高校無償化の拡充と中学35人学級、関連法が成立 教育費軽減と指導体制の強化へ

 文部科学省が提出していた2本の教育関連法案が3月31日、参議院本会議で可決・成立した。対象となるのは、高校授業料支援の拡充を図る制度改正と、中学校における少人数学級の導入に関する法整備で、いずれも2026年4月から施行される。

 1本目は、「高等学校等就学支援金の支給に関する法律」の改正で、いわゆる高校無償化の拡充を目的とするもの。今回の見直しでは、これまで設けられていた所得制限の撤廃を含む受給資格の再設計が行われ、家庭の経済状況にかかわらず高校教育を受けられる環境整備が進められる。授業料という教育費の中核部分を社会全体で支える仕組みへと転換することで、教育機会の格差是正を狙う。

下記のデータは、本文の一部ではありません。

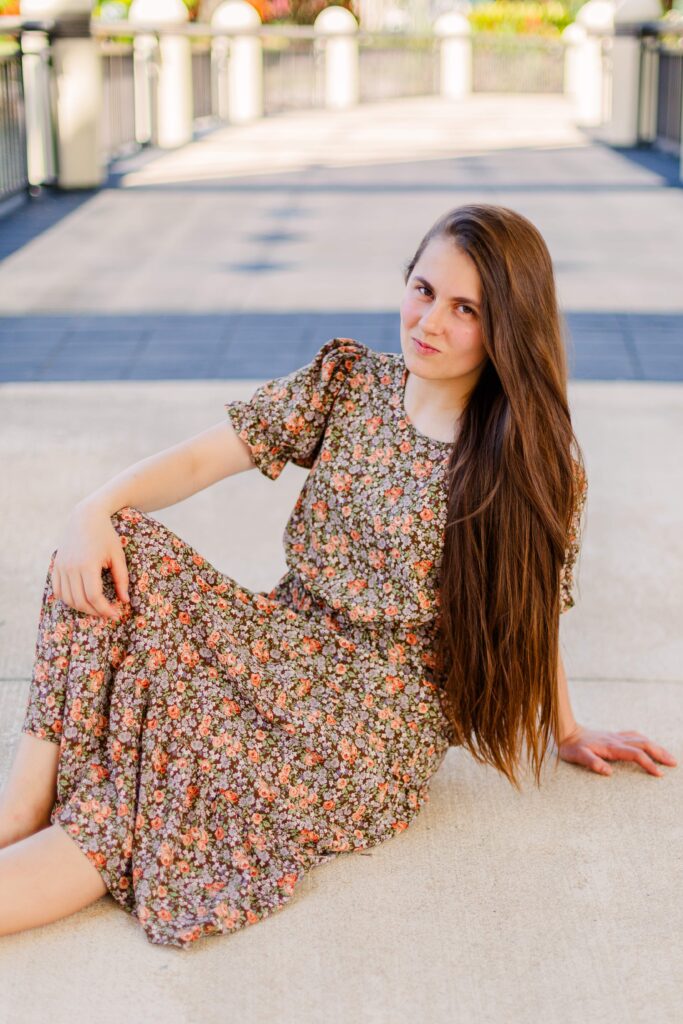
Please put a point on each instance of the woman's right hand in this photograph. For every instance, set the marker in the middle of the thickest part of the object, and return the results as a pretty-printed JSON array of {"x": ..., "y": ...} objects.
[{"x": 88, "y": 545}]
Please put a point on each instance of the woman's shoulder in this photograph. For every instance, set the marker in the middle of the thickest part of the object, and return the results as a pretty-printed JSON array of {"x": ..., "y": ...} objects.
[{"x": 352, "y": 354}]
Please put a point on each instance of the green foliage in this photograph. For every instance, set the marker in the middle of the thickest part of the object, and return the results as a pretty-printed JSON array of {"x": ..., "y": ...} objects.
[{"x": 520, "y": 17}]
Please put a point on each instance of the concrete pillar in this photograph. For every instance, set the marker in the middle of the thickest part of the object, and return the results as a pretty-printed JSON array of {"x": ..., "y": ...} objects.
[
  {"x": 237, "y": 62},
  {"x": 174, "y": 82},
  {"x": 592, "y": 96},
  {"x": 456, "y": 54},
  {"x": 337, "y": 27},
  {"x": 621, "y": 127},
  {"x": 75, "y": 95},
  {"x": 39, "y": 107}
]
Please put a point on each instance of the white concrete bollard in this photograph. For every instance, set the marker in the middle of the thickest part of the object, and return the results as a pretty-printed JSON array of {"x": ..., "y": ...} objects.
[
  {"x": 174, "y": 86},
  {"x": 622, "y": 126},
  {"x": 456, "y": 57},
  {"x": 237, "y": 62},
  {"x": 336, "y": 26},
  {"x": 78, "y": 96},
  {"x": 573, "y": 39},
  {"x": 592, "y": 97}
]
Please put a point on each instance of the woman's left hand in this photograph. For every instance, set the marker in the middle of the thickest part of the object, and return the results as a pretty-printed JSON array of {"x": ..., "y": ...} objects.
[{"x": 594, "y": 748}]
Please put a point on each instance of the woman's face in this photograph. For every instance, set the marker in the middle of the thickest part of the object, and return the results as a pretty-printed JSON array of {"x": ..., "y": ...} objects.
[{"x": 441, "y": 307}]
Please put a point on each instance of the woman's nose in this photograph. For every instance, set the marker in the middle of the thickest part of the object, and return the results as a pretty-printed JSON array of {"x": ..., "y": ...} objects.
[{"x": 432, "y": 320}]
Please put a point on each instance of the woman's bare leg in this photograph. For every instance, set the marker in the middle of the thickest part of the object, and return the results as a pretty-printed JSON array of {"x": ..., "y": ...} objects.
[
  {"x": 29, "y": 795},
  {"x": 44, "y": 878}
]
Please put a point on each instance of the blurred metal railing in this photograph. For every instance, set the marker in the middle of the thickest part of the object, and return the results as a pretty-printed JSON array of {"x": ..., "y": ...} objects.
[
  {"x": 13, "y": 169},
  {"x": 392, "y": 65}
]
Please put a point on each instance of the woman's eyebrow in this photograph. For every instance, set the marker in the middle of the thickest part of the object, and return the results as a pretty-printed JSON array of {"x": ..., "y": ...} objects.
[{"x": 456, "y": 298}]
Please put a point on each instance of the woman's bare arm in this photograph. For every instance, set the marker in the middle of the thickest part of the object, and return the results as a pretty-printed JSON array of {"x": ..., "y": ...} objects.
[
  {"x": 90, "y": 543},
  {"x": 175, "y": 473}
]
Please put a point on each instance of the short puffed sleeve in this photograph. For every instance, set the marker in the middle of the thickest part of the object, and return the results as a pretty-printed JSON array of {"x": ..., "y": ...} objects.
[
  {"x": 573, "y": 542},
  {"x": 285, "y": 419}
]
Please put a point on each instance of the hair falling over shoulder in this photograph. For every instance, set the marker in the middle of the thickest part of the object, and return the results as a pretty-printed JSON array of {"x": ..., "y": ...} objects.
[{"x": 514, "y": 480}]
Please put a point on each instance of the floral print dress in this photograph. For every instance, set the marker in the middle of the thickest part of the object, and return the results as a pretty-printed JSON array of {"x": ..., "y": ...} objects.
[{"x": 216, "y": 742}]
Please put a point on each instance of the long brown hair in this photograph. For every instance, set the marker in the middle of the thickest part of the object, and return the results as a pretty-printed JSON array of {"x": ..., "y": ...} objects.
[{"x": 513, "y": 484}]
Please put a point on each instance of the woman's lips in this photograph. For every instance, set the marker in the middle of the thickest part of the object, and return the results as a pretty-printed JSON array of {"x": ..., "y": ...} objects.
[{"x": 425, "y": 349}]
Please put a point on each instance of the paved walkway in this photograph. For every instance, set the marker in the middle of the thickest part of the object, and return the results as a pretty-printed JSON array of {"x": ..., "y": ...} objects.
[
  {"x": 549, "y": 906},
  {"x": 239, "y": 255}
]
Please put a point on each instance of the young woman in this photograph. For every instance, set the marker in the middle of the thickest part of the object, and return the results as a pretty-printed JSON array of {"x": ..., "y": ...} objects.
[{"x": 194, "y": 747}]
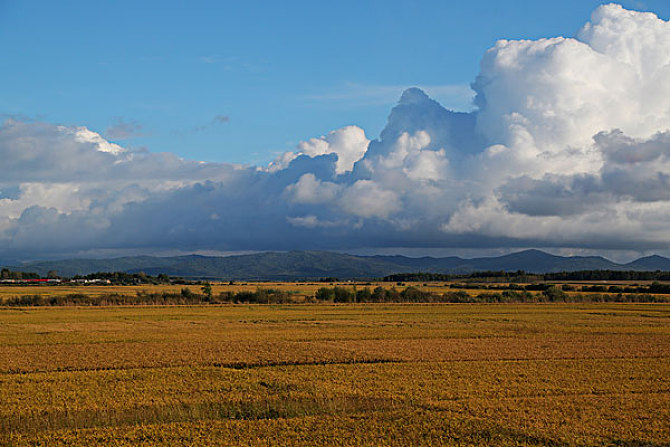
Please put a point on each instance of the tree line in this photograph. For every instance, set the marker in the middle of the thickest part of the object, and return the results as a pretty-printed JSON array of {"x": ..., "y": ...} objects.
[{"x": 336, "y": 294}]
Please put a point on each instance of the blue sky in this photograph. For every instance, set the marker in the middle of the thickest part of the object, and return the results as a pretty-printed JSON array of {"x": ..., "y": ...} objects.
[
  {"x": 148, "y": 127},
  {"x": 157, "y": 74}
]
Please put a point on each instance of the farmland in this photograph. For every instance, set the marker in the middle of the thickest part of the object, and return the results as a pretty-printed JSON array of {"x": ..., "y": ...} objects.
[{"x": 354, "y": 374}]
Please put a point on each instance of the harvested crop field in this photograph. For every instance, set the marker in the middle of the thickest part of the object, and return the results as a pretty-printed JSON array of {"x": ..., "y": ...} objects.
[{"x": 370, "y": 374}]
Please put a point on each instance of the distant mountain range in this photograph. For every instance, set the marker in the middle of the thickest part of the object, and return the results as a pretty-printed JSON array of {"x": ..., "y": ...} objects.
[{"x": 319, "y": 264}]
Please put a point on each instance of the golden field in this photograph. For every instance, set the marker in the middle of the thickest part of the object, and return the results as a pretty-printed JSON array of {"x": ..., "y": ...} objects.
[{"x": 369, "y": 374}]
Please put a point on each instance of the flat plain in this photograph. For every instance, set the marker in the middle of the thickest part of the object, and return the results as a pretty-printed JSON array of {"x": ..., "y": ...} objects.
[{"x": 324, "y": 374}]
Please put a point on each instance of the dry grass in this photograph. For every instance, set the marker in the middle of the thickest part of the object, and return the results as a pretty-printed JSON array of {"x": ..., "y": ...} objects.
[{"x": 564, "y": 375}]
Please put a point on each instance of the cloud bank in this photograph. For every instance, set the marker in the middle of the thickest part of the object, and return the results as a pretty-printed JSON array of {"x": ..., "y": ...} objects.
[{"x": 568, "y": 146}]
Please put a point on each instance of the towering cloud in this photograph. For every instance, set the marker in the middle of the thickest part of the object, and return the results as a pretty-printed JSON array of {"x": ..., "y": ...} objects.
[{"x": 569, "y": 147}]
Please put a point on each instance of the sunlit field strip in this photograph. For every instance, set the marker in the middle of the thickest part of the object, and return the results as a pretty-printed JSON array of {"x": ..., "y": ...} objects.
[{"x": 586, "y": 374}]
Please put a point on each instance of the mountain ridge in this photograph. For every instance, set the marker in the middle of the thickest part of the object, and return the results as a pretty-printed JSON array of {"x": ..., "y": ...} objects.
[{"x": 295, "y": 265}]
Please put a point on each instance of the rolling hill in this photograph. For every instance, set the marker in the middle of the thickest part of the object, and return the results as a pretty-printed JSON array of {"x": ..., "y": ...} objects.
[{"x": 319, "y": 264}]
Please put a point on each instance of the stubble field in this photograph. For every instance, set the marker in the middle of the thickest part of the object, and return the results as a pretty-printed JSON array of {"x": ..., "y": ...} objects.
[{"x": 367, "y": 374}]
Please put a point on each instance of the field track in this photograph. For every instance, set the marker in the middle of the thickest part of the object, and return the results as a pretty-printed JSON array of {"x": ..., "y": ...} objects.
[{"x": 374, "y": 374}]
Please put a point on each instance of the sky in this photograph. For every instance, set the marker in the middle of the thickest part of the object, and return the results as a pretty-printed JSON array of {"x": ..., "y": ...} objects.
[{"x": 227, "y": 127}]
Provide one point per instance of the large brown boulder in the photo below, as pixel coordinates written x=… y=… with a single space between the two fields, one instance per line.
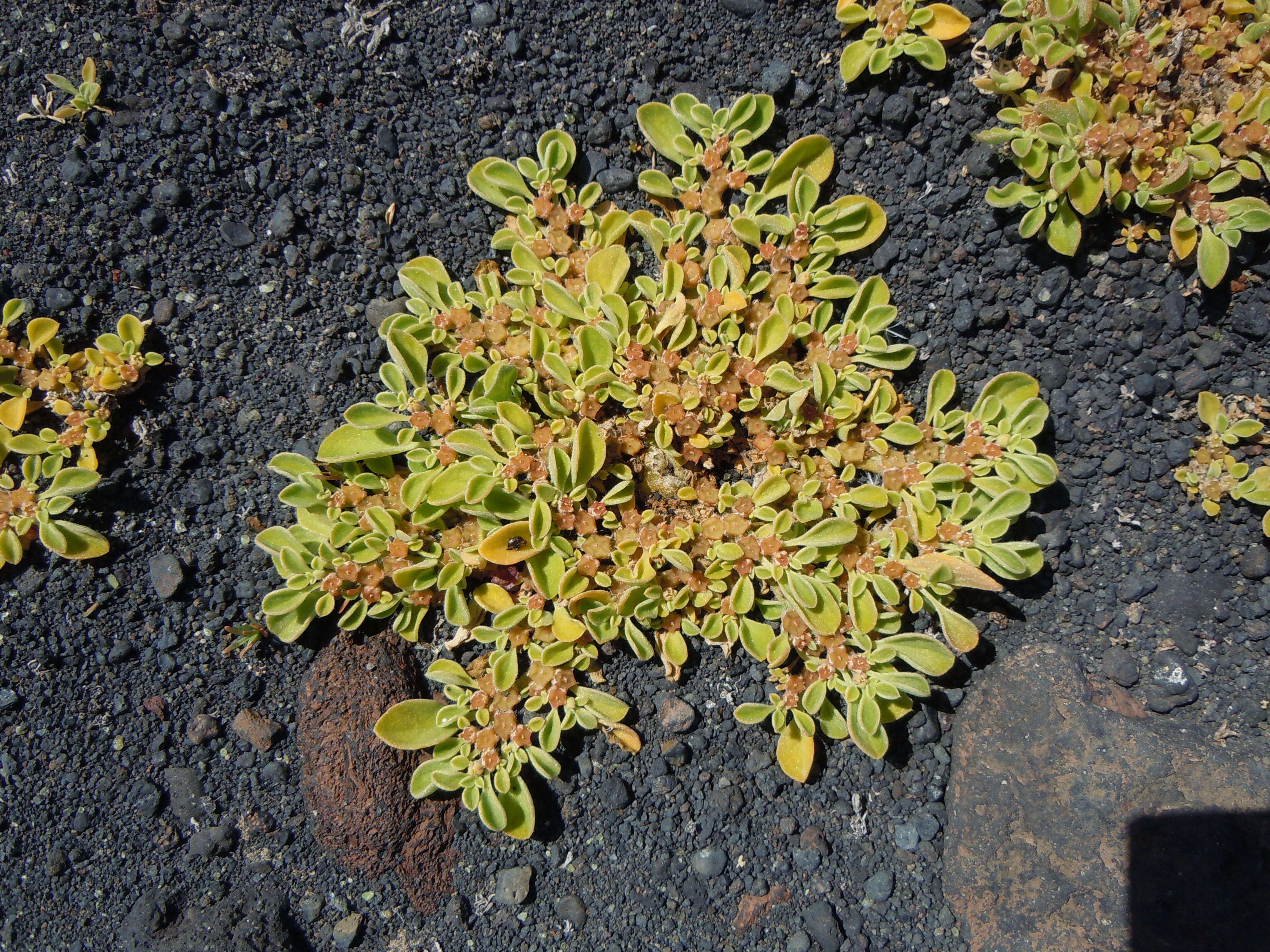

 2本目は、「公立義務教育諸学校の学級編制及び教職員定数の標準に関する法律」の改正で、2026年度から中学校において35人学級を導入する内容。中学校の学級編制基準の引き下げは約40年ぶりとなる。少人数化により、生徒一人ひとりに応じたきめ細かな指導体制の構築を目指すとともに、教員の負担軽減や働き方改革の推進も図る。

 今回の法改正により、義務教育段階では指導の質向上、高校段階では教育費負担の軽減という、教育政策の両輪が同時に強化される形となる。今後は制度の円滑な実施に向け、現場への周知と運用体制の整備が課題となる。